Por fin llegó un camillero. Me llevó a uno de los 12 quirófanos. El
doctor que estaría a cargo del procedimiento era más bien un estudiante
en su práctica social. No había visto los estudios ni el informe del
especialista que me había operado meses atrás. Igual me dijo: de todos
modos, usted tiene cáncer, pero no se preocupe, que está apenas
comenzando. Yo le respondí que el estudio de patología indicaba que no
era cáncer. Me respondió: todos los tumores de vejiga son cáncer. Yo le
insistí que el primer urólogo que vi me dijo que no tengo cáncer. Me
respondió con una sonrisa irónica que casi permitía adivinar que no le
gusta su profesión:
ándele pues, entonces no tiene cáncer. El anestesista pidió a la enfermera un material que no le pudieron dar. Vaya al quirófano cinco o al siete y pídales que le presten uno, insistió… pero fue inútil. De todos modos, resolvió de alguna forma.

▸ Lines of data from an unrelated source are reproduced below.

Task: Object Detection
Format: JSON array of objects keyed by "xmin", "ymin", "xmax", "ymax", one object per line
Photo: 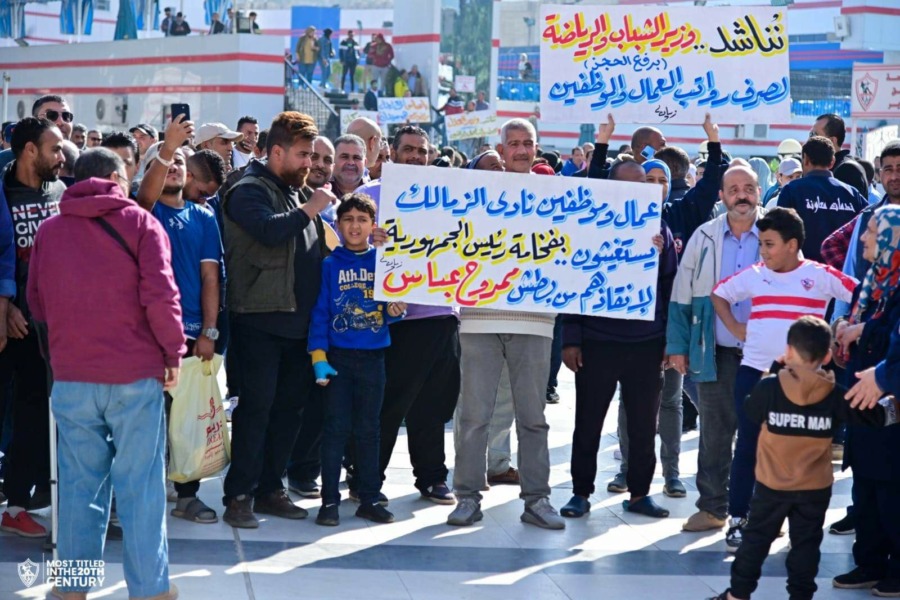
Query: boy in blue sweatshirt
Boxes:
[{"xmin": 309, "ymin": 194, "xmax": 406, "ymax": 526}]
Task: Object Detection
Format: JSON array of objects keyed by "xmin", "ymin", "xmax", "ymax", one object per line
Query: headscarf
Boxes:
[
  {"xmin": 749, "ymin": 156, "xmax": 772, "ymax": 198},
  {"xmin": 641, "ymin": 158, "xmax": 672, "ymax": 204},
  {"xmin": 850, "ymin": 205, "xmax": 900, "ymax": 323}
]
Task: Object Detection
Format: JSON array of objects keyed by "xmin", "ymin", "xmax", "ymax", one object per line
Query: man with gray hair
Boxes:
[
  {"xmin": 331, "ymin": 133, "xmax": 369, "ymax": 198},
  {"xmin": 347, "ymin": 117, "xmax": 381, "ymax": 169},
  {"xmin": 27, "ymin": 148, "xmax": 185, "ymax": 599},
  {"xmin": 447, "ymin": 119, "xmax": 565, "ymax": 529}
]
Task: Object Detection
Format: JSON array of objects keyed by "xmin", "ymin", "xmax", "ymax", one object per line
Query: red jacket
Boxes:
[{"xmin": 27, "ymin": 179, "xmax": 186, "ymax": 384}]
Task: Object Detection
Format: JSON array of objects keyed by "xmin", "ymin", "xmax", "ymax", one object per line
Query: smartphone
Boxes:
[{"xmin": 172, "ymin": 104, "xmax": 193, "ymax": 122}]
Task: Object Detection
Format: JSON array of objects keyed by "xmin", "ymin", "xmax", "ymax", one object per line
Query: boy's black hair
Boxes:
[
  {"xmin": 337, "ymin": 192, "xmax": 376, "ymax": 223},
  {"xmin": 756, "ymin": 206, "xmax": 806, "ymax": 248},
  {"xmin": 788, "ymin": 315, "xmax": 832, "ymax": 362}
]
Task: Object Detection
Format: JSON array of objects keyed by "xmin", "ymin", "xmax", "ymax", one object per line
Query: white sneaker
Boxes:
[
  {"xmin": 521, "ymin": 498, "xmax": 566, "ymax": 529},
  {"xmin": 225, "ymin": 396, "xmax": 238, "ymax": 423}
]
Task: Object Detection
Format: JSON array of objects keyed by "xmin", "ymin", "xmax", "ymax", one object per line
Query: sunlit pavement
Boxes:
[{"xmin": 0, "ymin": 368, "xmax": 871, "ymax": 600}]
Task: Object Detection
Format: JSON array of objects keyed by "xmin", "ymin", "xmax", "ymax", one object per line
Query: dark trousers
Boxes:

Cuando desperté me llevaron de regreso al pabellón colonial.
El casi doctor me informó que habían encontrado una lesión tumoral de
cinco centímetros y retirado una muestra para analizarla. Contrariado,
le pregunté si habían eliminado el resto del tumor que había vuelto a
brotar. Su respuesta fue que no, porque no estaba previsto en el
procedimiento más que la revisión y el retiro de una muestra. Mire
señor, me dijo, si usted se quiere quejar, vaya a un hospital privado;
aquí el paciente debe guardar silencio y escuchar lo que dice el médico.
Le pedí su apellido, pues sólo sabía que se llama Francisco, pero no me
hizo caso, se dio la media vuelta y se fue. Yo mismo me quité el suero y
aún bajo el efecto de la anestesia me fui persiguiendo al casi doctor
por el largo pasillo.
Cuando lo alcancé estaba hablando agitadamente por celular. Poco
después llegaron tres colegas suyos. Me preguntaron que qué prefería, si
que ellos analizaran la muestra, lo cual tomaría dos meses, o que lo
hiciera yo por fuera. Opté por lo segundo. Me entregaron la bolsa de
plástico con mi trocito de vejiga flotando en formol. Les pedí una
receta de antibióticos. Cuando me la dieron, agregaron: pida cita en
urología para dentro de tres meses, y traiga los resultados del estudio.
Pero si es cáncer debería regresar antes, ¿no? –apelé, a lo cual uno de
ellos respondió: no le hace, usted pida cita para dentro de tres meses.
Esto sucedió hace un mes.
El resultado del laboratorio indicó:
sin evidencia de malignidad. El nuevo urólogo del sector privado que acabo de ver me confirmó que no tengo cáncer y que gozo de buena salud. Debo repetir el procedimiento de rutina cada tres meses por lo menos por un año. ¿Será aconsejable regresar al Seguro Popular? ¿Qué pasa con los compatriotas que no tienen otra opción? Sin duda ingresaré estas quejas ante la Comisión Nacional de Arbitraje Médico, ante Derechos Humanos y ante el Ministerio Público. Después de esta experiencia, cada vez que escucho por radio y televisión el ridículo silbido de la campaña del gobierno presumiendo que gracias a Calderón ahora todos los mexicanos tenemos servicio de salud, constato que nos están tomando el pelo.